Digitising the volumes of the South African Native Affairs Commission

Post by Chloe Rushovich, Engagement and Communities Officer, RCS Carnegie Project

As a part of a shared digital curation project, Creating New Connections, Cambridge University Library has recently digitised Godfrey Lagden’s presentation copy of the South African Native Affairs Commission (SANAC) report and minutes of evidence. These volumes were presented to the Royal Commonwealth Society (RCS) collection by Frances Audley Preston (née Lagden), one of Godfrey Lagden’s daughters. The SANAC volumes were initially identified for digitisation by the Smuts Professor of Commonwealth History, Saul Dubow, who has published on the history of segregation in South Africa. The SANAC volumes are important to South African history as they mark one of the earliest discussions of racial segregation and serve as a precursor to the Natives’ Land Act of 1913, the Natives’ Urban Areas Act of 1923, and, ultimately, the Group Areas Act of 1950.  

Godfrey Lagden’s presentation copy of the SANAC volumes (classmark: RCS.Case.a.152-156)

The commission, chaired by Sir Godfrey Lagden (1851-1934), later a vice-president of the Royal Colonial Institute (an earlier iteration of the RCS), took evidence from settlers and Africans across the four colonies, then known as The Cape (Western Cape, Eastern Cape, Northern Cape, parts of North West province), Transvaal (Limpopo, Mpumalanga, North West province, Gauteng, parts of KwaZulu-Natal), Natal (KwaZulu-Natal), and Orange River (Free State province), and across the territories then known as Rhodesia (Zimbabwe), Bechuanaland (Botswana), and Basutoland (Lesotho) between 1903 and 1905.

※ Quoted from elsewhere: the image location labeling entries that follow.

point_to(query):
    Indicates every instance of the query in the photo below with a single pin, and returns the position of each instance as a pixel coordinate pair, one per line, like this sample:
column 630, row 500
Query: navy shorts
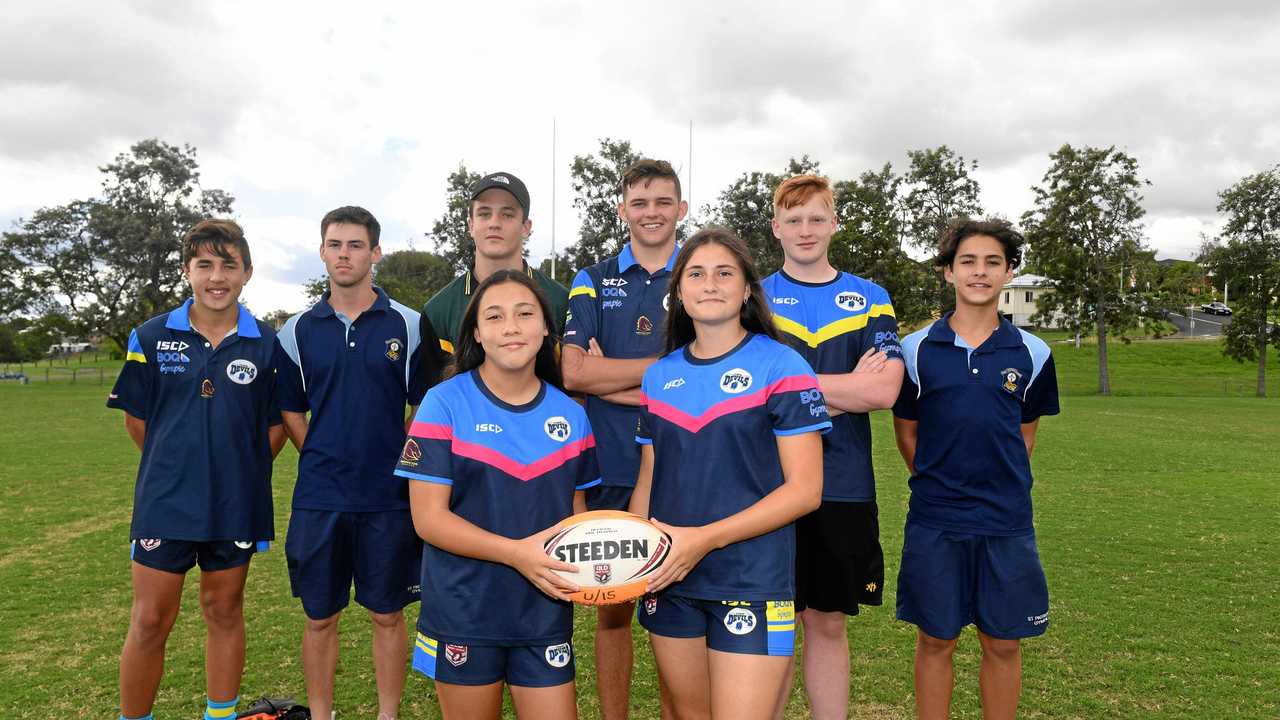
column 839, row 559
column 525, row 666
column 179, row 556
column 327, row 550
column 952, row 579
column 608, row 497
column 753, row 627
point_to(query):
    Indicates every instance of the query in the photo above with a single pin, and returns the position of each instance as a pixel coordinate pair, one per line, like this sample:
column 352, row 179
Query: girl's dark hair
column 964, row 228
column 755, row 314
column 469, row 354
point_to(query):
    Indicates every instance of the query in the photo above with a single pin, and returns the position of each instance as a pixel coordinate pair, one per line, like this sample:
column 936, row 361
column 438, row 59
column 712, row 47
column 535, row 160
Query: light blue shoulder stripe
column 1040, row 352
column 412, row 329
column 288, row 338
column 912, row 354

[…] it is desirable that a South African Commission be constituted to gather accurate information on certain affairs relating to the Natives and Native administration, and to offer recommendations to the several Governments concerned, with the object of arriving at a common understanding on questions of Native policy

Preface to the report of the South African Native Affairs Commission, pp. 1-2

The commission was appointed by the British High Commissioner for South Africa, Alfred Milner, to examine and provide recommendations for ‘the Native question’. The volumes of evidence give some access to the African voice which is so often silent or simply absent in official documents. The report, published in February 1905, advocated, amongst other things, for territorial and political separation along racial grounds, the industrial and manual education (as opposed to literary education) of African peoples, and the importance of Christianity. 

Members of the South African Native Affairs Commission. Godfrey Lagden, the chairman, is seated in middle front row.

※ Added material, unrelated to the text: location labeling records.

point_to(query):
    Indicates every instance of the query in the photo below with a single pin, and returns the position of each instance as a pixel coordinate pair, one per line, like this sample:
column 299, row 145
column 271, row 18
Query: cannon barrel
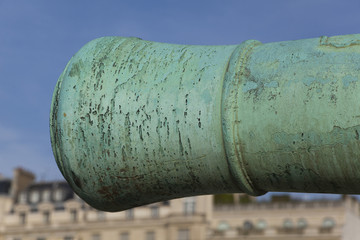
column 134, row 122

The RCS is partnering with the Five Hundred Year Archive (FHYA), a digital archival project which seeks to stimulate engagement with the neglected eras of the southern African past before the advent of European colonialism, to present and promote discussion around the SANAC volumes. The FHYA will post a fully searchable version of the SANAC volumes as an archival curation on their digital platform, EMANDULO. They will then endeavour to enrich the metadata surrounding the volumes, focusing specifically on the African voices within the volumes of evidence. This metadata enrichment will be done partly through internal research and work with collaborators, but will also have the space to take place through the comment section on the EMANDULO site.

A higher resolution, non-searchable version of the volumes is currently on the Cambridge University Digital Library (CUDL).

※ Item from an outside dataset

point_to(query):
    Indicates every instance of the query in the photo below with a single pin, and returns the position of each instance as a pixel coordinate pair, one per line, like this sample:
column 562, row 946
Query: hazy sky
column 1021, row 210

Notable interlocutors in the SANAC volumes include:

  • John Tengo Jabavu – political activist, editor of the first isiXhosa newspaper, fought for equal rights for the Xhosa population of the Cape Colony, advocated for public education and women’s rights;
  • Reverend Elijah Mdolomba – clergyman and political activist, president of the Cape African National Congress (ANC), ANC secretary-general during the presidency of Pixley Seme;
  • Reverend Pambani Jeremiah Mzimba – founder of the Presbyterian Church of Africa;
  • Reverend Edward Tsewu – minister of the African Methodist Episcopal Church, significant leader of the struggle for land rights in South Africa in the early twentieth century;
  • Harriette Colenso – British Christian missionary in southern Africa, advisor to Dinuzulu, fought against the attempts by British colonial officials to destabilise the Zulu royal family;
  • Theophilus Shepstone – British South African statesman, responsible for the annexation of the Transvaal to Britain in 1877;
  • Arthur Jesse Shepstone – assistant-commissioner in Zululand, in the South African War, 1899–1902, secretary for Native Affairs (Natal), secretary of the Natal Native Trust;
  • James Stuart – colonial official and prolific recorder of oral history materials in Natal in the late nineteenth and early twentieth centuries.

First page of evidence of John Tengo Jabavu, here described as a newspaper editor, in the Cape Colony volume. J.T. Jabavu, on the left, pictured with his son, Davidson Don Tengo Jabavu, c. 1903 ,from C. Higgs, ‘The Ghost of Equality’ (1997), p. 77.